Martha Bernays (/bərˈnz/; German: [bɛɐ̯ˈnaɪs]; 26 July 1861 – 2 November 1951) was the wife of Austrian psychoanalyst Sigmund Freud.

Bernays was the second daughter of Emmeline and Berman Bernays. Her paternal grandfather Isaac Bernays was a Chief Rabbi of Hamburg.

Martha Bernays was raised in an observant Orthodox Jewish family. Her grandfather, Isaac Bernays, was the chief rabbi of Hamburg and a distant relative of the German Romantic poet Heinrich Heine and whom Heine frequently mentioned in letters. Isaac's son, Michael Bernays (1834-1897), Martha's uncle, converted to Christianity at an early age and was professor of German at the University of Munich.

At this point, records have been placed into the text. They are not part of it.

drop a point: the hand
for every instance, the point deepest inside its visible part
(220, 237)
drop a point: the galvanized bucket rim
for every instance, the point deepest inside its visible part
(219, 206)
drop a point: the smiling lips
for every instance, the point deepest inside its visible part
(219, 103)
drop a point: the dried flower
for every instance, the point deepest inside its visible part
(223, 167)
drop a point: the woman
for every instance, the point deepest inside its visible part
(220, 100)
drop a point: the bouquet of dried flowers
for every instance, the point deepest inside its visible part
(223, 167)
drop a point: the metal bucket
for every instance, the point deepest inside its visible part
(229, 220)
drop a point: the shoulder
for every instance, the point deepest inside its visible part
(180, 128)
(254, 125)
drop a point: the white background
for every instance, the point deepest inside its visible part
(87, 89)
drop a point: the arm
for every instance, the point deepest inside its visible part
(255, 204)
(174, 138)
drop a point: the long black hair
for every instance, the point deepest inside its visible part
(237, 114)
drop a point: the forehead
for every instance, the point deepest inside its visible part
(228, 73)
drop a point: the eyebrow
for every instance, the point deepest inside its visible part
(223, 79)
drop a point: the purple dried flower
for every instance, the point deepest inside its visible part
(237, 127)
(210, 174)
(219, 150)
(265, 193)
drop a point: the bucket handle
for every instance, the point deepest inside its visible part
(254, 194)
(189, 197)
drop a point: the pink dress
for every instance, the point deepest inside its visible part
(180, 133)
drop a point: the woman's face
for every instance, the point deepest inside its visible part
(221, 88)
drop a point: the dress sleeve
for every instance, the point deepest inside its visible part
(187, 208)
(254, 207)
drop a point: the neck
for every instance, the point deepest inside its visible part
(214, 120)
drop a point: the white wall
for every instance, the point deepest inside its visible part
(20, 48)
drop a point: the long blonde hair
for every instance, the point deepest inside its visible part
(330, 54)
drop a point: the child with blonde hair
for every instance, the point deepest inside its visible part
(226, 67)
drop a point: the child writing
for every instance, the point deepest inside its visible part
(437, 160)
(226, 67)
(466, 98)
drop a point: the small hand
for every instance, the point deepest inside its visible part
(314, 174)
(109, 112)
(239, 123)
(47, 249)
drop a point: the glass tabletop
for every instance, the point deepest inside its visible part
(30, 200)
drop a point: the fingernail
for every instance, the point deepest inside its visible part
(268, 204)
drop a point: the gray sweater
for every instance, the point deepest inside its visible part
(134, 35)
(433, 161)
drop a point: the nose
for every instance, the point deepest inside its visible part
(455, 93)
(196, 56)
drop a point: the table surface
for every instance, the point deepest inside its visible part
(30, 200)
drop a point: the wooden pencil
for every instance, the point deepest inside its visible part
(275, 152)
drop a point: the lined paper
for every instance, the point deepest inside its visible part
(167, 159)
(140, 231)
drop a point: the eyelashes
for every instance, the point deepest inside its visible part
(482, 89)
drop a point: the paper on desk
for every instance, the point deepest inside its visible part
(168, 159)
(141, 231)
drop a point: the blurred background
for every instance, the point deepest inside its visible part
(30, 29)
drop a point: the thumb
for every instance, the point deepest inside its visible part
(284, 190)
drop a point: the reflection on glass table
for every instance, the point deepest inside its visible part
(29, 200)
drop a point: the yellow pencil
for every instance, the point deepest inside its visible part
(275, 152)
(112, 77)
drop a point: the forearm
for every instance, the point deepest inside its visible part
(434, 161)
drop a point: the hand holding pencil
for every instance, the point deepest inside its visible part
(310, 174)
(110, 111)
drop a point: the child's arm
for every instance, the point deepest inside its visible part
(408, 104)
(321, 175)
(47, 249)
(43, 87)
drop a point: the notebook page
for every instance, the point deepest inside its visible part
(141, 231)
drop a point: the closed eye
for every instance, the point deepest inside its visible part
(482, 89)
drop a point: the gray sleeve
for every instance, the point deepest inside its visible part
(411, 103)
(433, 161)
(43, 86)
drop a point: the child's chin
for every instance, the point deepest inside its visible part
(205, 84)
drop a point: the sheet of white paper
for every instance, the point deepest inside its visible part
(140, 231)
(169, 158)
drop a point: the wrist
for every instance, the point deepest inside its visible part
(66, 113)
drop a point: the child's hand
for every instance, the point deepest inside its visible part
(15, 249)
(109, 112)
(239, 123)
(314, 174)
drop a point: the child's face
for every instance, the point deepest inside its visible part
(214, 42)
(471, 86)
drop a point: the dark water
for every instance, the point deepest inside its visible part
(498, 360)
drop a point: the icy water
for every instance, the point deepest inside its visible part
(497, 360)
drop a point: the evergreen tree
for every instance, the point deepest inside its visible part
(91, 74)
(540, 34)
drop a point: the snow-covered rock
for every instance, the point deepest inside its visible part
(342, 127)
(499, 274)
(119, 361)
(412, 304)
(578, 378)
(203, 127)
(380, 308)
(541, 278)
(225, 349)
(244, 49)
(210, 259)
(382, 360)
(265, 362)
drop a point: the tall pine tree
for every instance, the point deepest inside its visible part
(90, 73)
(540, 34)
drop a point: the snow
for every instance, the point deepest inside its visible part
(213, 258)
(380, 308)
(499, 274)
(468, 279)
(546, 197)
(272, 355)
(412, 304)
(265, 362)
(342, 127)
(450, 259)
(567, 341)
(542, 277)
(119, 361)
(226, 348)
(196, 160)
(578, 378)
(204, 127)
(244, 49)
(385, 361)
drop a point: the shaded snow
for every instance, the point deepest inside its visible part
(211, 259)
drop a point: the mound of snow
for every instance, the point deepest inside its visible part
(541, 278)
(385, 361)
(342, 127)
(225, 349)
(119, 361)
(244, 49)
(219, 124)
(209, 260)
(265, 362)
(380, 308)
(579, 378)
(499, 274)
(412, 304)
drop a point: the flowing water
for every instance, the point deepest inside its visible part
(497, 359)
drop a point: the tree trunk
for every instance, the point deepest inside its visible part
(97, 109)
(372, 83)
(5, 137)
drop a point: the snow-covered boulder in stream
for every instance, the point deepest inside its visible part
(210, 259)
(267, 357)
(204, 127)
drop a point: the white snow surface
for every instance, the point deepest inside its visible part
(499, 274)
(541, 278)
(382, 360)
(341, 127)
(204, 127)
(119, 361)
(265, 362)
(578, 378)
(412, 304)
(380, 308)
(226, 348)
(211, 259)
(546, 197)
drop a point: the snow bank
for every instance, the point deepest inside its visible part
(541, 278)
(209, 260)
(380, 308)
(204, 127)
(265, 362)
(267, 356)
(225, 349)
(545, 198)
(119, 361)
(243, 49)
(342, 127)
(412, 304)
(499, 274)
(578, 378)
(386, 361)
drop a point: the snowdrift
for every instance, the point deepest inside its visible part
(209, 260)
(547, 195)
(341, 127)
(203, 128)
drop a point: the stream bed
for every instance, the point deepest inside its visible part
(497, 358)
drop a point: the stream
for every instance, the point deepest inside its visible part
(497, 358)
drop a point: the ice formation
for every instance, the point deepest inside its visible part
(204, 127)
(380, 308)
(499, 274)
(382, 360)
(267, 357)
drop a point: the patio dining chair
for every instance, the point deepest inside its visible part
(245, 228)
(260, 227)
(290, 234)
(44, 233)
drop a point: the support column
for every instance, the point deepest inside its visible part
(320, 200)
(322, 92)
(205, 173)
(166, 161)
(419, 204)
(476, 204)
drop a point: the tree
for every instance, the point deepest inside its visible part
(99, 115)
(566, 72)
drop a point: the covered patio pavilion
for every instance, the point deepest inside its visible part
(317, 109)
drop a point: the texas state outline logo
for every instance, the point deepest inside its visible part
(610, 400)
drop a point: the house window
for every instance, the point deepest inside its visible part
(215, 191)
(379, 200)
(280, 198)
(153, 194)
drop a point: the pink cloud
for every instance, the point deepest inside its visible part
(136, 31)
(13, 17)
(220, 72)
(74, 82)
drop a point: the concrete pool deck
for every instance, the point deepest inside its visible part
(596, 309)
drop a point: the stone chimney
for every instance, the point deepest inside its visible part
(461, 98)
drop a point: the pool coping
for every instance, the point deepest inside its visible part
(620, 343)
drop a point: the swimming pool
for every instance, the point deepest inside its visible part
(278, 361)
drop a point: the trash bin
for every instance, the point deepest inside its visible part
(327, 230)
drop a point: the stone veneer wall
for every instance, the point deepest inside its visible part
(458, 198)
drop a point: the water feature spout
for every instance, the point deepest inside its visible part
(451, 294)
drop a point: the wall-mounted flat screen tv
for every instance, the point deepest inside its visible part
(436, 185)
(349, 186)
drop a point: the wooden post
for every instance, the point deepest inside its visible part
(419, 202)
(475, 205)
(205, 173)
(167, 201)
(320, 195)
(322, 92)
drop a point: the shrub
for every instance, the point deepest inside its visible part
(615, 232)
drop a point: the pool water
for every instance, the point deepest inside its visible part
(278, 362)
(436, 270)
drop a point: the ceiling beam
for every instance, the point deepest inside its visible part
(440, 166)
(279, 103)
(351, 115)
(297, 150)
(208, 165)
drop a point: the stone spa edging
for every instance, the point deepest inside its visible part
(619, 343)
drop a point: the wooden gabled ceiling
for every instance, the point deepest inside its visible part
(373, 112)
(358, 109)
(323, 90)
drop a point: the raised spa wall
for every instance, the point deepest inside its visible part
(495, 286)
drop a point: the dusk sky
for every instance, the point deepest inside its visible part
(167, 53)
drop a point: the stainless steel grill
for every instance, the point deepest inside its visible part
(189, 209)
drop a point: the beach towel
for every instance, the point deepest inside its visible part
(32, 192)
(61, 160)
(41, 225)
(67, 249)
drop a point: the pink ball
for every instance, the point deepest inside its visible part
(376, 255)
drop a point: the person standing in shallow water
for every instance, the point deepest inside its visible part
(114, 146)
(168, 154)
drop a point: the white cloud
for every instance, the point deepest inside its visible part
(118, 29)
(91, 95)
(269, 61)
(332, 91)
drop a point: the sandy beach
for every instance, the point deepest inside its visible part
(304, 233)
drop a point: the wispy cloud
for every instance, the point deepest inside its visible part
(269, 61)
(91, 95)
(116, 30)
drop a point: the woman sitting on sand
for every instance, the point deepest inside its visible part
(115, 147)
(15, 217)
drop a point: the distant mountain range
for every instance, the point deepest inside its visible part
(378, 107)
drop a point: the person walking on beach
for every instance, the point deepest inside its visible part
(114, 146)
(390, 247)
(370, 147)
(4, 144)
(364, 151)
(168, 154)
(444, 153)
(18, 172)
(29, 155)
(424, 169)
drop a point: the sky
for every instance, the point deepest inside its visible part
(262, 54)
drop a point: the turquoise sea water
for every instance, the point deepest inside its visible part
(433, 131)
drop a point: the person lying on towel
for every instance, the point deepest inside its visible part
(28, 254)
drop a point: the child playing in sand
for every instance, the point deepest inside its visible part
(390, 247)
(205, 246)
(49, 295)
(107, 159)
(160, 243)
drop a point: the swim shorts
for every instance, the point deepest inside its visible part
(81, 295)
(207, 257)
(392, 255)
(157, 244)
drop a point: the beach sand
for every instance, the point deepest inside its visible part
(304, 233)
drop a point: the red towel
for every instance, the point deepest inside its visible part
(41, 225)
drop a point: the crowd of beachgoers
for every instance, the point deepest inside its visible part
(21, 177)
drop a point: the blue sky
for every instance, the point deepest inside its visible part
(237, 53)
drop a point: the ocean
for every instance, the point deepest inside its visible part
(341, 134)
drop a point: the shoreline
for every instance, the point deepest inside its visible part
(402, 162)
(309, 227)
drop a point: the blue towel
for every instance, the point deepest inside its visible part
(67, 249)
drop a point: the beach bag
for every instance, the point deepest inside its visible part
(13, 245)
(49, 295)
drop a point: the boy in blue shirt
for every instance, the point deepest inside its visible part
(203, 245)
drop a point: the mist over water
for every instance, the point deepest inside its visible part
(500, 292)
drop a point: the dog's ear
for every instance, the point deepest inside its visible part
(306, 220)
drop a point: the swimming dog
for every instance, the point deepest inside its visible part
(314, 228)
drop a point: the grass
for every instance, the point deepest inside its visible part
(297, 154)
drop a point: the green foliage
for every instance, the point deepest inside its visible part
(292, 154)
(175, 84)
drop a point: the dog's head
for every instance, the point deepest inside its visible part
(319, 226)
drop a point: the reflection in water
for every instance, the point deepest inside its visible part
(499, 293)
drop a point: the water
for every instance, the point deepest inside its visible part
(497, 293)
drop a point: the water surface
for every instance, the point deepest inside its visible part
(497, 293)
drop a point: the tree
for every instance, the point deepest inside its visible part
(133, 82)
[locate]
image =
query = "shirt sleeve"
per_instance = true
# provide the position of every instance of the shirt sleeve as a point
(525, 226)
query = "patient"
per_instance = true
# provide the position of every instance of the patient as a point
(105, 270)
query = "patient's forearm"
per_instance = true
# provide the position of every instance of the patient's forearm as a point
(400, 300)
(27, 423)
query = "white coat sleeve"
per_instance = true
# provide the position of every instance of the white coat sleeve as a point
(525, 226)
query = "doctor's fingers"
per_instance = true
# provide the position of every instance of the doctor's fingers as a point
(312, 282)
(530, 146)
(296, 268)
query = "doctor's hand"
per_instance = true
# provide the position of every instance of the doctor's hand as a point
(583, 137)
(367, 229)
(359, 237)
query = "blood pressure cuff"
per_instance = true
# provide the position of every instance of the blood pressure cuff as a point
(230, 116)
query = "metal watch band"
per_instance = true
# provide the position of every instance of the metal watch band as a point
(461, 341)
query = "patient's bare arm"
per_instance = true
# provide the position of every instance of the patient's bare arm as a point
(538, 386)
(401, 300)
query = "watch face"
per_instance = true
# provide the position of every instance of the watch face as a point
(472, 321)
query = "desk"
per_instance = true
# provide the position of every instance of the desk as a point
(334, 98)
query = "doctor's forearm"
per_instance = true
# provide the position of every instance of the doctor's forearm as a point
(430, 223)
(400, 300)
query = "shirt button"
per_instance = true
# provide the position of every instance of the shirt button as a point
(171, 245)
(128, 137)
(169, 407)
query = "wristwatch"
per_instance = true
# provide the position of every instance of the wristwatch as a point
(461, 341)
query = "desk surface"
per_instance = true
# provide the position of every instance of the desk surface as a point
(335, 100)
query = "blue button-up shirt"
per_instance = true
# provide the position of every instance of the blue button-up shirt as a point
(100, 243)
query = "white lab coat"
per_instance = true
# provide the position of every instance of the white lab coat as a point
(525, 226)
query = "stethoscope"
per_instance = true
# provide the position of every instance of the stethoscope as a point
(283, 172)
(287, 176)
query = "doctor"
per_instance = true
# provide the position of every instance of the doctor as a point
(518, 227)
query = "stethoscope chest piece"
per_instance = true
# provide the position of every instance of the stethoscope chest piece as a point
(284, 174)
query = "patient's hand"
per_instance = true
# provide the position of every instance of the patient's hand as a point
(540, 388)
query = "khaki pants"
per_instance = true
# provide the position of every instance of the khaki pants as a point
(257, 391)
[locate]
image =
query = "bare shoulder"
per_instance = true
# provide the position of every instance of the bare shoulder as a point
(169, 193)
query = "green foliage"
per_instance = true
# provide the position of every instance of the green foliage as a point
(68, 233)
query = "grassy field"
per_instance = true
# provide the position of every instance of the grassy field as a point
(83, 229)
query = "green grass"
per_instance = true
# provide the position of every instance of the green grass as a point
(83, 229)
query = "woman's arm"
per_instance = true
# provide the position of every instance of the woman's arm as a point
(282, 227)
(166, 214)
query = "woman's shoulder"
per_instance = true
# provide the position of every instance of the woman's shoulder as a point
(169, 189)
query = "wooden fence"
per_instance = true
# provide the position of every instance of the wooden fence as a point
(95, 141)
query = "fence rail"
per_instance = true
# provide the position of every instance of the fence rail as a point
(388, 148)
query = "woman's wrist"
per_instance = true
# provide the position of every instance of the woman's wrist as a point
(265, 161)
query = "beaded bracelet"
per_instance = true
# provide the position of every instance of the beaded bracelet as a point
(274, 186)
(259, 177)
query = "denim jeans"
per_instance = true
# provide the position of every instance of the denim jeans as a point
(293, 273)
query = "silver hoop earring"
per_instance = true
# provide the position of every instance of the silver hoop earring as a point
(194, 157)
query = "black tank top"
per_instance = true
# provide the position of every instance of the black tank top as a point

Although the Bernays and Freud families were well acquainted - her elder brother Eli marrying husband Freud's younger sister, for example - the latter were more liberal Jews, and Freud in particular had no time for ritual observances: Martha told a cousin that "not being allowed to light the Sabbath lights on the first Friday night after her marriage was one of the more upsetting experiences of her life". She was also the aunt of Austrian-born American publicist and "father of public relations",Edward Bernays.

Sigmund and Martha met in April 1882 and after a four-year engagement (1882–1886) they were married on 14 September 1886 in Hamburg.

Freud and Bernays’s love letters sent during the engagement years, according to Freud's official biographer Ernest Jones, who read all the letters, "would be a not unworthy contribution to the great love literature of the world." Freud sent over 900 (lengthy) letters to his fiancée, which chart the ups and downs of a tempestuous relationship, marred by outbreaks of jealousy on his part as well as affirmations that "I love you with a kind of passionate enchantment".